Have you ever wondered why mortgage rates are quoted both in terms of interest rate and APR? And what is the difference? Quoting the APR became industry practice as part of the Truth in Lending Act, a federal law passed in 1968 to protect consumers by requiring the full disclosure of the terms and conditions of finance charges in credit transactions.
An interest rate is the cost of borrowing money expressed as a percentage. For example, if you borrow money at a 5% fixed interest rate for a year, the interest charged will be 5% of the total amount borrowed. Your interest rate, along with the term and loan amount, determines the size of your monthly principal and interest payment.

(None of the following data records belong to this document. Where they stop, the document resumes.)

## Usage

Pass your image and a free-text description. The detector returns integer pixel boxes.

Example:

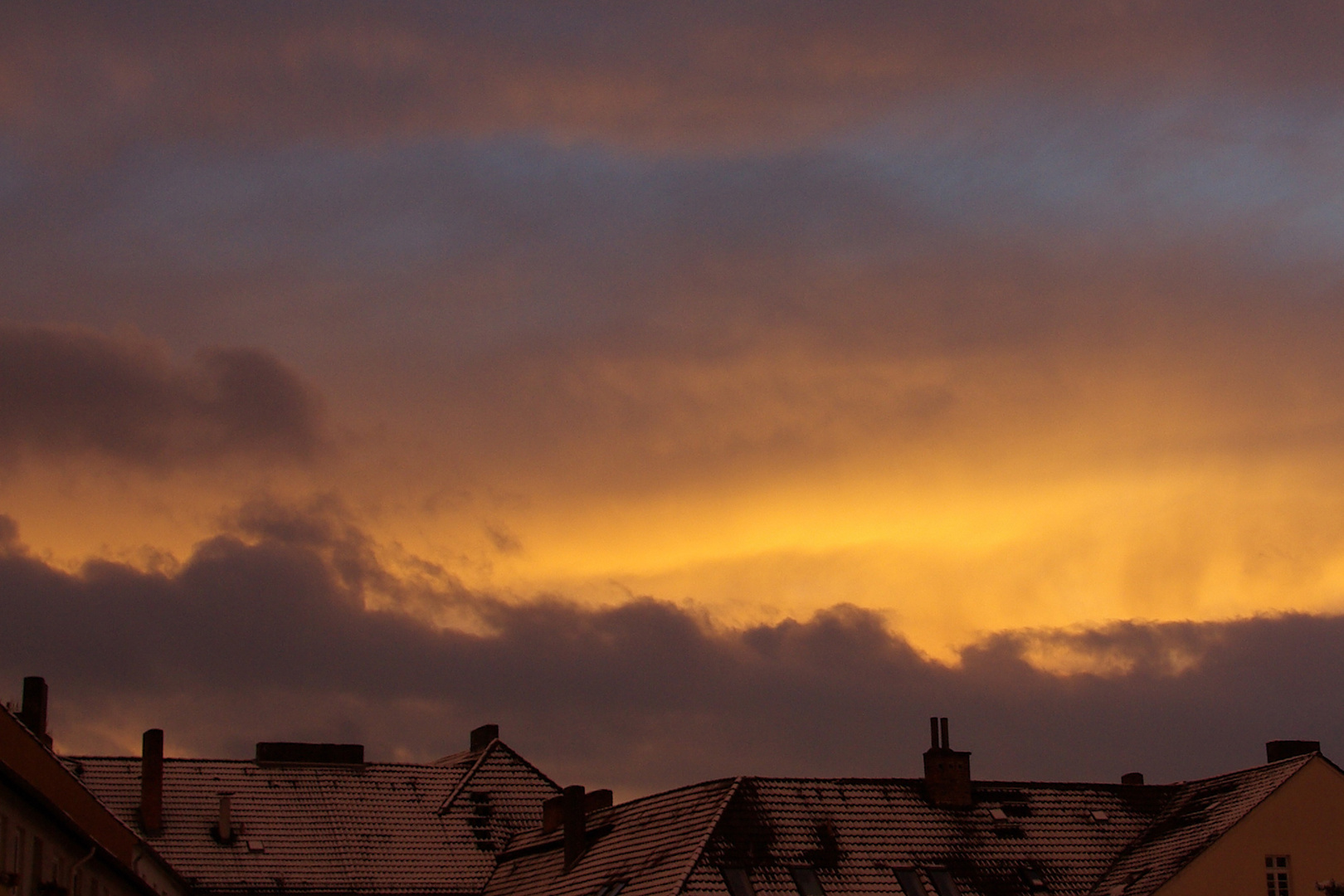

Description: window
[28,837,43,896]
[722,868,755,896]
[925,868,961,896]
[1264,855,1293,896]
[789,868,826,896]
[895,868,928,896]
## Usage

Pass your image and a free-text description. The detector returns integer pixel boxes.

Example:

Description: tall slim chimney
[563,785,587,870]
[925,716,973,809]
[215,794,234,844]
[139,728,164,837]
[19,675,51,747]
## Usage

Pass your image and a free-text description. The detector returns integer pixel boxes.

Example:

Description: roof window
[893,868,928,896]
[1020,865,1045,894]
[789,868,826,896]
[719,868,755,896]
[925,868,961,896]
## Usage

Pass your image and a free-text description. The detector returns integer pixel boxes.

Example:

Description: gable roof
[1093,752,1320,896]
[485,778,1171,896]
[0,705,183,894]
[66,740,559,894]
[485,778,738,896]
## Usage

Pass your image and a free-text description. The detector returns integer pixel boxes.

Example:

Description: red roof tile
[66,740,558,894]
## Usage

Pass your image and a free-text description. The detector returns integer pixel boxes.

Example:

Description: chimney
[215,794,234,844]
[139,728,164,837]
[19,675,51,747]
[1264,740,1321,762]
[925,716,971,809]
[562,785,587,870]
[472,725,500,752]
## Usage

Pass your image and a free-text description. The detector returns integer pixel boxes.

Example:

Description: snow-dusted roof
[66,740,558,894]
[485,757,1311,896]
[1094,753,1320,896]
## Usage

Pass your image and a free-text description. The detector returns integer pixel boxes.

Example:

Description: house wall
[1156,757,1344,896]
[0,781,143,896]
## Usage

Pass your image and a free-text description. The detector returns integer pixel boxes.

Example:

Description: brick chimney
[925,716,971,809]
[19,675,51,747]
[470,725,500,752]
[562,785,587,870]
[139,728,164,837]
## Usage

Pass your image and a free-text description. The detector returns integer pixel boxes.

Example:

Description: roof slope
[687,778,1166,896]
[66,740,558,894]
[485,779,735,896]
[485,778,1171,896]
[1093,752,1320,896]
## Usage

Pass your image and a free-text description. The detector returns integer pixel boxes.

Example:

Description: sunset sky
[0,0,1344,796]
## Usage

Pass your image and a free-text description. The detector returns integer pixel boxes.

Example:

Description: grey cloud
[0,505,1344,794]
[0,324,323,469]
[7,0,1340,158]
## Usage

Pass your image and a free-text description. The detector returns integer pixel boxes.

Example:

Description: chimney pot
[472,725,500,752]
[562,785,587,870]
[925,716,975,809]
[1264,740,1321,762]
[19,675,51,747]
[215,794,234,844]
[139,728,164,837]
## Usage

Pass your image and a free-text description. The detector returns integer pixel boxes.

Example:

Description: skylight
[789,868,826,896]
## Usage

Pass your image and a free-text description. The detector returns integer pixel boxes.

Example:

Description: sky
[0,0,1344,796]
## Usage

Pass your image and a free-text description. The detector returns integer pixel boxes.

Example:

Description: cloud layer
[7,0,1344,152]
[0,324,323,470]
[0,504,1344,794]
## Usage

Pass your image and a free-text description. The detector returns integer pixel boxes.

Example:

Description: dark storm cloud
[0,0,1344,154]
[0,503,1344,794]
[0,323,323,469]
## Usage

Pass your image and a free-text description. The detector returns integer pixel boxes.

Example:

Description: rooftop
[65,739,558,894]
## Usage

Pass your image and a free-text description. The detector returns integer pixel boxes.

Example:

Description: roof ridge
[670,775,744,894]
[1175,750,1329,786]
[434,738,502,816]
[1088,752,1312,896]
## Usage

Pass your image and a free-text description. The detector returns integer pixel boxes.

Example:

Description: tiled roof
[687,778,1162,896]
[485,779,735,896]
[66,740,558,894]
[486,778,1171,896]
[1093,753,1318,896]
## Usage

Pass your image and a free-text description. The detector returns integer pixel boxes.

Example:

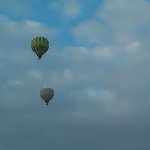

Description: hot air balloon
[31,37,49,59]
[40,88,54,105]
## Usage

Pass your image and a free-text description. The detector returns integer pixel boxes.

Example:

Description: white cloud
[62,1,82,18]
[48,0,82,19]
[126,42,140,53]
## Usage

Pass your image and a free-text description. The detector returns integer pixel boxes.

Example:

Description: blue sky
[0,0,150,150]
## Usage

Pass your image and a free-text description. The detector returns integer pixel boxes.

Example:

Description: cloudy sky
[0,0,150,150]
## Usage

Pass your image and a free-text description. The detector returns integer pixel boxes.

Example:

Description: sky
[0,0,150,150]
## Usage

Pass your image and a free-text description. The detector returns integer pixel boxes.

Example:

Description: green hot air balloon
[40,88,54,105]
[31,37,49,59]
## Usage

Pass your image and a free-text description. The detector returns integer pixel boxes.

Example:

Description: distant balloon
[31,37,49,59]
[40,88,54,105]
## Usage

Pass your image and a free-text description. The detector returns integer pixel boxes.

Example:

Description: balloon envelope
[31,37,49,59]
[40,88,54,105]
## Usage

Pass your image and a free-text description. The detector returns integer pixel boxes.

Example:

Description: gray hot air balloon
[40,88,54,105]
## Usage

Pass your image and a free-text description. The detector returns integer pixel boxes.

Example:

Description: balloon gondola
[40,88,54,105]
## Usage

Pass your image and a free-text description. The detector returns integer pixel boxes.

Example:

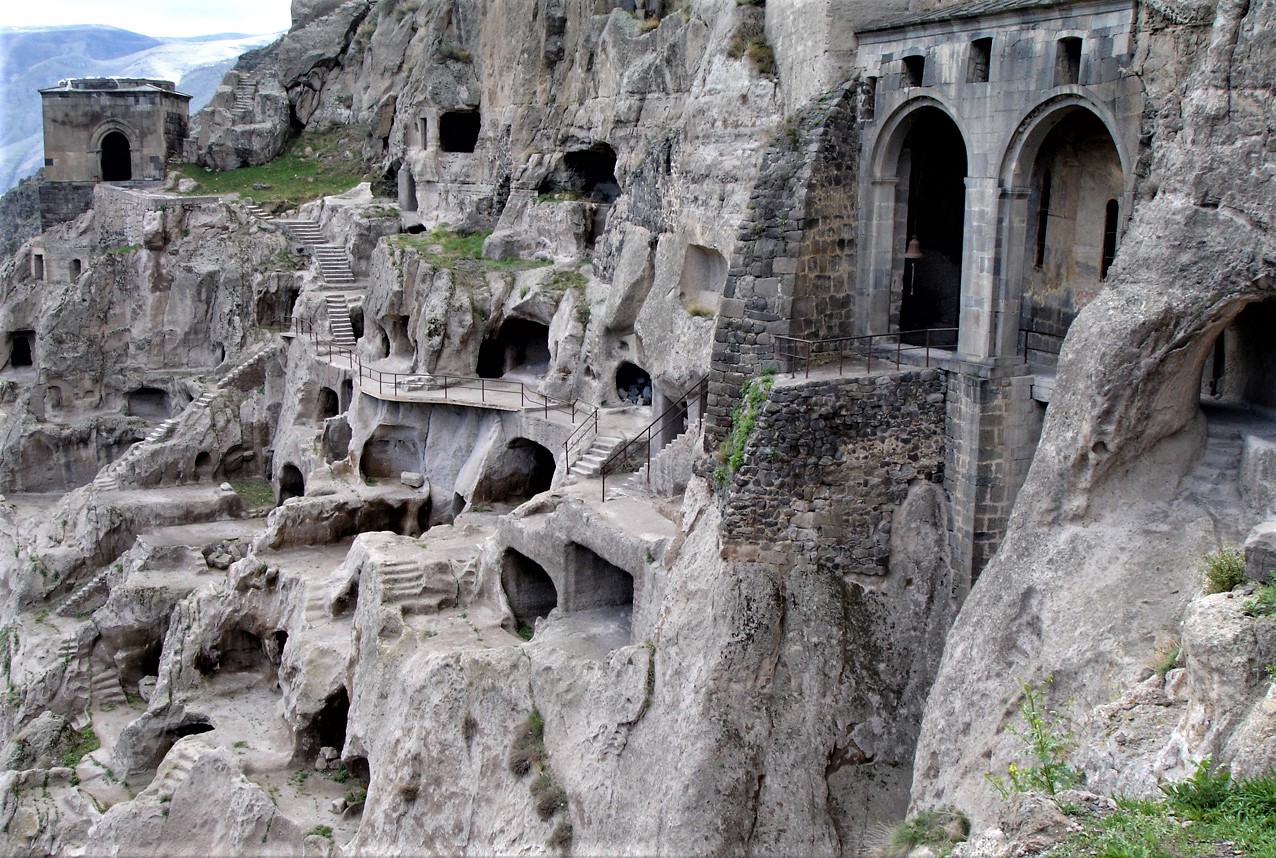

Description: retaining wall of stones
[722,369,948,576]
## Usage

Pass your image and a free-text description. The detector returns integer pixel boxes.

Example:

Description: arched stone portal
[279,465,306,504]
[892,107,966,346]
[102,132,133,181]
[1009,106,1125,365]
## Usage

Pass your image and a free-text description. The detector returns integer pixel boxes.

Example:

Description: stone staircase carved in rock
[568,435,625,480]
[235,74,256,115]
[244,203,355,286]
[89,342,278,492]
[324,292,356,351]
[142,737,209,798]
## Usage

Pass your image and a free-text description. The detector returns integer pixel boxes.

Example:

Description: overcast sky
[0,0,290,36]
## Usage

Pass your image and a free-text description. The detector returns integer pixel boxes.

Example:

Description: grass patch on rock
[176,128,369,211]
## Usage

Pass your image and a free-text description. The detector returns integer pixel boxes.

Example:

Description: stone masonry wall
[722,369,947,576]
[704,80,860,449]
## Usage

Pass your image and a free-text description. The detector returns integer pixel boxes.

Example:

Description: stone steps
[323,292,356,351]
[144,737,208,798]
[88,665,129,709]
[89,342,276,492]
[568,435,625,479]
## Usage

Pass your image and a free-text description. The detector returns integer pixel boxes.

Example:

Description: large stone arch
[856,94,972,344]
[993,93,1134,358]
[89,119,142,181]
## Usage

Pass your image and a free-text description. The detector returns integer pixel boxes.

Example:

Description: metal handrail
[773,328,957,378]
[598,375,709,502]
[280,317,598,423]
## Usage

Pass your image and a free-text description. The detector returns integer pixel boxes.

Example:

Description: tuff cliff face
[914,3,1276,832]
[0,0,1276,855]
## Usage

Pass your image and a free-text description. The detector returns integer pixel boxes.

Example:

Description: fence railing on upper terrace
[282,317,598,467]
[773,328,957,378]
[598,375,709,501]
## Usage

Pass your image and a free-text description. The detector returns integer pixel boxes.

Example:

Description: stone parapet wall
[722,369,948,576]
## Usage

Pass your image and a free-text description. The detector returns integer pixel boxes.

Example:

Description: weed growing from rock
[984,677,1078,798]
[875,809,970,858]
[1205,548,1245,595]
[1242,575,1276,617]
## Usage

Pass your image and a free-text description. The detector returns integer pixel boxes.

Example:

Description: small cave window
[399,167,417,212]
[279,465,306,504]
[1099,199,1120,280]
[319,387,341,420]
[616,360,651,405]
[563,143,620,203]
[102,132,133,181]
[9,331,36,369]
[439,110,482,152]
[966,38,993,83]
[1054,36,1081,87]
[195,449,213,483]
[308,687,350,751]
[509,438,554,498]
[901,55,926,87]
[500,548,558,628]
[128,387,171,420]
[1032,170,1050,268]
[475,319,550,378]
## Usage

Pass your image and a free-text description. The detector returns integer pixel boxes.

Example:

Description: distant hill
[0,26,274,192]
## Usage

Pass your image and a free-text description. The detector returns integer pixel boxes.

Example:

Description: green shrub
[877,809,970,858]
[1161,756,1231,822]
[1242,575,1276,617]
[509,706,545,778]
[1152,638,1183,679]
[1205,548,1245,595]
[984,677,1078,798]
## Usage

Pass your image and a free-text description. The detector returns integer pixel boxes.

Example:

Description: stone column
[944,361,1044,587]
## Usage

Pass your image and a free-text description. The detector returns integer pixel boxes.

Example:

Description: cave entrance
[279,463,306,506]
[398,165,425,212]
[359,424,425,479]
[102,132,133,181]
[193,626,271,677]
[476,319,550,378]
[896,107,966,347]
[616,360,651,405]
[564,543,634,612]
[1201,301,1276,418]
[500,548,558,628]
[439,110,482,152]
[509,438,554,499]
[1016,106,1125,366]
[319,387,341,420]
[9,331,36,369]
[128,387,171,420]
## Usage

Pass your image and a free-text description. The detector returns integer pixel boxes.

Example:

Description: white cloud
[0,0,291,36]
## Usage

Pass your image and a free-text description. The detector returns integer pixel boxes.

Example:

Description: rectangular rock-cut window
[901,56,926,87]
[966,38,993,83]
[439,110,482,152]
[1054,36,1081,87]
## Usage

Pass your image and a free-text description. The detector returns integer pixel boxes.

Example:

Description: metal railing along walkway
[775,328,957,378]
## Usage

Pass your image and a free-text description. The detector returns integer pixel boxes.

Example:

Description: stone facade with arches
[707,0,1147,582]
[40,78,190,229]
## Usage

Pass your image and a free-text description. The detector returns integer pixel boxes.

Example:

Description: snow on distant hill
[0,26,277,192]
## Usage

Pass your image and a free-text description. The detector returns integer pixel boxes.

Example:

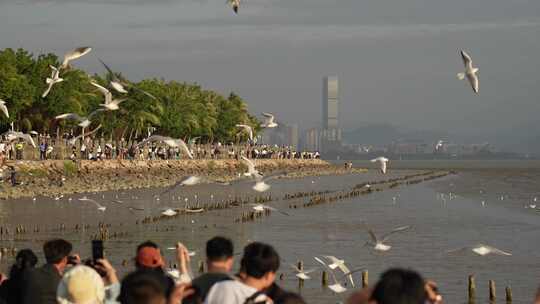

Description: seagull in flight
[2,130,36,148]
[60,46,92,69]
[457,50,479,94]
[0,99,9,118]
[68,125,101,146]
[55,109,105,128]
[250,204,289,216]
[323,255,354,287]
[366,226,411,251]
[236,124,253,142]
[261,112,278,128]
[252,172,286,192]
[371,156,389,174]
[240,155,262,178]
[291,264,317,280]
[90,81,127,111]
[314,257,361,293]
[448,244,512,256]
[435,140,444,151]
[79,196,107,212]
[137,135,193,159]
[227,0,240,14]
[41,65,64,98]
[161,208,178,216]
[98,58,157,100]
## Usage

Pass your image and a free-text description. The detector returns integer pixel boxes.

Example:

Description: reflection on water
[0,166,540,304]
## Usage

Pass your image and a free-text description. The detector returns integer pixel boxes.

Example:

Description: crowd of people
[0,236,524,304]
[0,135,320,160]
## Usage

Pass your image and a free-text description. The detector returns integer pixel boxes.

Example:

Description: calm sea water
[0,161,540,304]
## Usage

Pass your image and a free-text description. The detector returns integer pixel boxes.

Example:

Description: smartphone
[92,240,103,263]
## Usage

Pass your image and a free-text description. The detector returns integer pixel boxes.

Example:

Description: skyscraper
[322,76,339,130]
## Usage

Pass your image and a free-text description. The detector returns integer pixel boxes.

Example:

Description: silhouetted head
[371,268,426,304]
[118,270,167,304]
[206,236,234,272]
[241,242,279,287]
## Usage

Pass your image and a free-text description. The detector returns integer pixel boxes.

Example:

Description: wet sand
[0,166,540,304]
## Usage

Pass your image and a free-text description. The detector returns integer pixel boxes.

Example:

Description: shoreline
[0,159,366,200]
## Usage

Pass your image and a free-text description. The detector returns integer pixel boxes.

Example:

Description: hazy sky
[0,0,540,146]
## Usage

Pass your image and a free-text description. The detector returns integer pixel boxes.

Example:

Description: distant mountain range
[343,123,540,155]
[343,124,449,145]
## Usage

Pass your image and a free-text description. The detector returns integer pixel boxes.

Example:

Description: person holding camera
[56,259,120,304]
[22,239,81,304]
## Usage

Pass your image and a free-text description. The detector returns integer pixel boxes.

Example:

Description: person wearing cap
[184,236,234,304]
[56,259,120,304]
[135,241,191,296]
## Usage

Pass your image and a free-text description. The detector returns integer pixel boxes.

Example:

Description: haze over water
[0,162,540,304]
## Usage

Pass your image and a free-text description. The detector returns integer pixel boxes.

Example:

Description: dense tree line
[0,49,259,142]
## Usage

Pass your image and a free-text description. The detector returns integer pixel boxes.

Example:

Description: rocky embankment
[0,159,363,199]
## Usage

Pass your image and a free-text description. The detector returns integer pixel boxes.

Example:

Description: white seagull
[240,155,262,178]
[79,196,107,212]
[250,204,289,216]
[371,156,389,174]
[137,135,193,159]
[98,58,158,100]
[2,131,36,148]
[366,226,411,251]
[0,99,9,118]
[448,244,512,256]
[227,0,240,14]
[68,125,101,146]
[55,109,105,128]
[291,264,317,280]
[435,140,444,151]
[41,65,64,98]
[90,82,127,111]
[314,257,360,293]
[60,46,92,69]
[236,124,253,142]
[323,255,354,287]
[161,208,178,216]
[457,50,479,94]
[261,113,278,128]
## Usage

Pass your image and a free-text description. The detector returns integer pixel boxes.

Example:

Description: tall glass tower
[322,76,339,130]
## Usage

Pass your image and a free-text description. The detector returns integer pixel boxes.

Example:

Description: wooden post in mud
[469,274,476,303]
[506,286,512,304]
[489,280,496,302]
[362,270,369,288]
[297,260,304,288]
[321,270,328,287]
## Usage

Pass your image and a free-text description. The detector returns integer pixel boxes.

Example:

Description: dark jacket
[182,272,234,304]
[22,264,62,304]
[0,269,31,304]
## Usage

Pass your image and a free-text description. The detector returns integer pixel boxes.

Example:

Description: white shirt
[204,280,266,304]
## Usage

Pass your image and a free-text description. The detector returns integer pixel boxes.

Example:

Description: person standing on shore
[39,141,47,160]
[184,236,234,304]
[22,239,80,304]
[204,242,280,304]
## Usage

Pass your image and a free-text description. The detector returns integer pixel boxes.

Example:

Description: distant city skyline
[0,0,540,152]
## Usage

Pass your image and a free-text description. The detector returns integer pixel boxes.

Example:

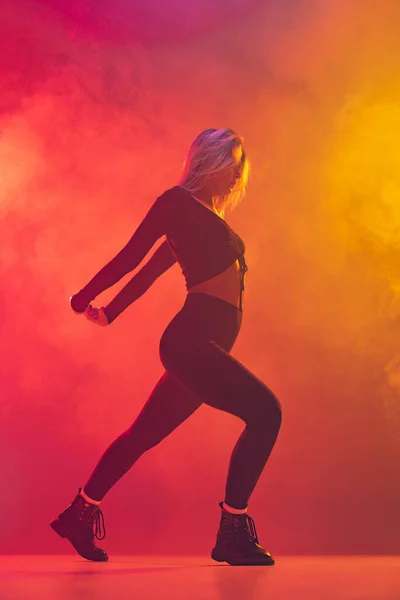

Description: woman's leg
[83,372,202,501]
[160,336,282,509]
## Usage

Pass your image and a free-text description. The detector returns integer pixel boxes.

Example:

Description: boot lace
[90,508,106,540]
[235,514,259,544]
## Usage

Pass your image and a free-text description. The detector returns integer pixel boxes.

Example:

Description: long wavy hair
[179,128,250,217]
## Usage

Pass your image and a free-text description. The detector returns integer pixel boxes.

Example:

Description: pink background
[0,0,400,554]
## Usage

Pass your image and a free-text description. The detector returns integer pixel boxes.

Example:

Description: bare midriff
[188,260,241,308]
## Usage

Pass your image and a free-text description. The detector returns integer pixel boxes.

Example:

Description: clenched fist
[83,304,109,327]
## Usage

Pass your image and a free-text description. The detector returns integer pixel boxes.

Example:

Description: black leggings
[84,293,282,509]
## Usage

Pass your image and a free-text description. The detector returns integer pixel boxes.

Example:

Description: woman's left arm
[103,240,176,323]
[71,191,170,313]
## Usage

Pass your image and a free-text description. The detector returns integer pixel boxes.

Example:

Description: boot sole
[50,518,109,562]
[211,551,275,567]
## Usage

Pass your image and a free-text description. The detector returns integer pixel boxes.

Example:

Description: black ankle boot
[211,502,275,566]
[50,488,108,561]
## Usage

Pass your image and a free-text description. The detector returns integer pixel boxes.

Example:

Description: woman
[51,129,281,565]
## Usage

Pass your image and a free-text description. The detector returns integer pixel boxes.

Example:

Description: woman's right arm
[71,192,170,313]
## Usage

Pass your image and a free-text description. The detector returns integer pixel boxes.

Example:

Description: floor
[0,554,400,600]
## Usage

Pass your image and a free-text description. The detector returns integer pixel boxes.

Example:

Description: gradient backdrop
[0,0,400,555]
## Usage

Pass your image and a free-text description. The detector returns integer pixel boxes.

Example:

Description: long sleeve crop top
[73,186,247,322]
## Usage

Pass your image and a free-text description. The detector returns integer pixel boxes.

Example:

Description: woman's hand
[83,304,109,327]
[69,292,89,315]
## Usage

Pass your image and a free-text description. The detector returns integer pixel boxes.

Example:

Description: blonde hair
[179,128,250,217]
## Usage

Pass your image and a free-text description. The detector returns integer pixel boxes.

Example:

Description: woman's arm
[71,192,169,313]
[104,241,176,323]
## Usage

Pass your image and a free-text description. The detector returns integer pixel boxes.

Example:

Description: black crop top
[72,186,247,323]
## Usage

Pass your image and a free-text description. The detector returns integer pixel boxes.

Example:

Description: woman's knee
[247,390,282,429]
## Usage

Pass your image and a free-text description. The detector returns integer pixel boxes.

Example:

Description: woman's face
[207,145,243,196]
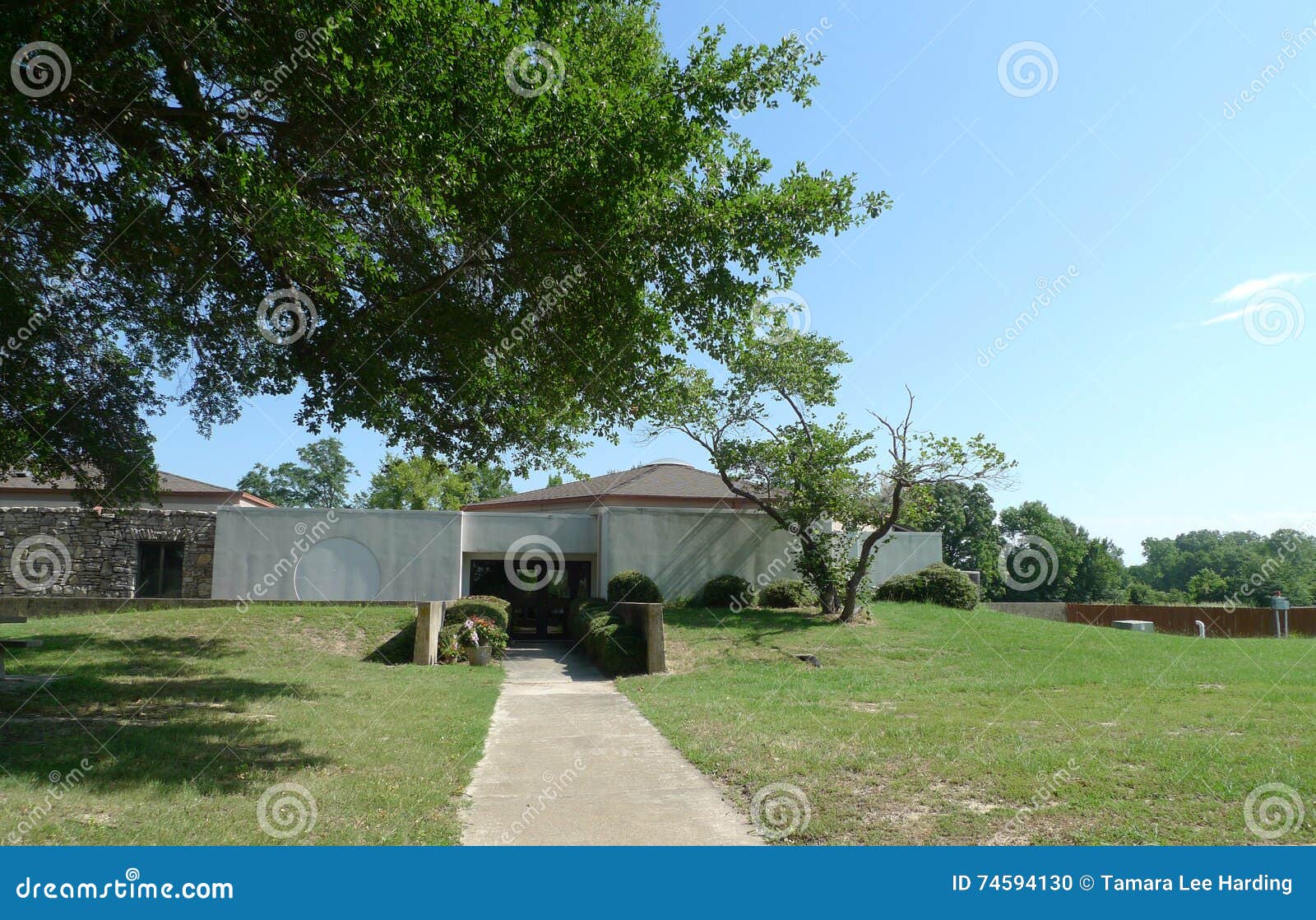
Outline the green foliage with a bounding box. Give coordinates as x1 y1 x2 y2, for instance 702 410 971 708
1129 529 1316 606
443 595 512 632
0 0 890 504
650 332 1013 620
699 575 754 606
1187 569 1229 602
608 571 662 604
873 562 979 611
568 597 649 676
758 579 818 608
438 616 508 663
900 481 1000 584
355 454 513 511
239 439 357 508
998 501 1128 603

When shopping for a mortgage loan, there are several factors that may affect your interest rate, including:
- The length of the loan term (for example 30 years vs. 15 years)
- How much you are borrowing compared to the value of your home
- How you plan to occupy the home (primary residence, secondary residence or investment/rental property)
- Your credit score
- Property type (single family, condo, co-op, townhouse or multi-family)
- Mortgage program (for example FHA, VA, conventional or Jumbo)
Annual Percentage Rate (APR):
The Annual Percentage Rate (APR) represents the total cost of borrowing money for a mortgage – and includes certain closing costs, interest, finance charges and points – over the full term of the loan, expressed as an annual rate.
By helping you determine the true cost of your mortgage, the APR lets you compare different types of mortgages offered by different lenders. All lenders calculate the APR according to federal requirements and are required by law to provide the specific APR for your mortgage in the Truth in Lending disclosure.